The containers use RBD-backed block devices for persistent storage. With a per-cgroup dirty budget of ~0.6 MB, the kernel was throttling RBD writes across hundreds of containers simultaneously. Services that depend on disk performance were visibly affected.
MariaDB
InnoDB was logging hundreds of pending reads, sustained over minutes.Redis
AOF persistence was consistently falling behind.fsync() on the append-only file takes longer than expected. The disk wasn’t actually busy with useful work. It was busy with the kernel’s aggressive dirty page writeback, starving other IO in the same cgroup.

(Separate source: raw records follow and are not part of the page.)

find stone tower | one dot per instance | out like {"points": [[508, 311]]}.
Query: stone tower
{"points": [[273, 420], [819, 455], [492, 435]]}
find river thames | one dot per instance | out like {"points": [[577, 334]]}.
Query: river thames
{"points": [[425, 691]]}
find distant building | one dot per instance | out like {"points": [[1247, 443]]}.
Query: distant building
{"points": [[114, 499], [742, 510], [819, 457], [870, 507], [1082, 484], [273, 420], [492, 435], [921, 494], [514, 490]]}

The connection is straightforward: balance_dirty_pages() doesn’t distinguish between journald’s mmap’d pages and an InnoDB data file write or a Redis AOF fsync. They all share the same per-cgroup dirty budget. When journald’s persistent mmap’d regions keep the cgroup permanently over budget, every other writer in that container pays the price.

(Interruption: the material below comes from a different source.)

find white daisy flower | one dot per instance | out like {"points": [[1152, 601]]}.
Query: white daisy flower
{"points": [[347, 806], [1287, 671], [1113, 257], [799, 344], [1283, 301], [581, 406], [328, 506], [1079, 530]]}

Why dirty_bytes worked for years
The dirty_bytes=100MB setting was never wrong for cgroup v1. On v1, inode_cgwb_enabled() returns false because the memory and IO controllers aren’t on the default (v2) hierarchy, so per-cgroup writeback never activates. 100 MB was a reasonable global dirty page ceiling for any host size.
After moving to Debian 12 and picking up cgroup v2, the same number took on a completely different meaning. It went from “100 MB total across the host” to “100 MB divided proportionally across hundreds of containers.” The sysctl didn’t change. The kernel’s interpretation of it did.
Takeaways
This wasn’t a theoretical risk. It was causing real slowness across containers on an entire region. MariaDB, Redis, and other services on RBD-backed storage were all degraded because the kernel was throttling their writes at the cgroup level. The journald writeback storm was the loudest symptom, but the per-cgroup dirty page starvation was silently hurting every IO-dependent service on every affected host. If you run containers on cgroup v2 (the default on any modern Linux distribution), check your dirty page settings. Absolute byte values (dirty_bytes, dirty_background_bytes) that worked on cgroup v1 can cause IO storms on v2, because the kernel divides them proportionally across cgroups based on each cgroup’s memory share.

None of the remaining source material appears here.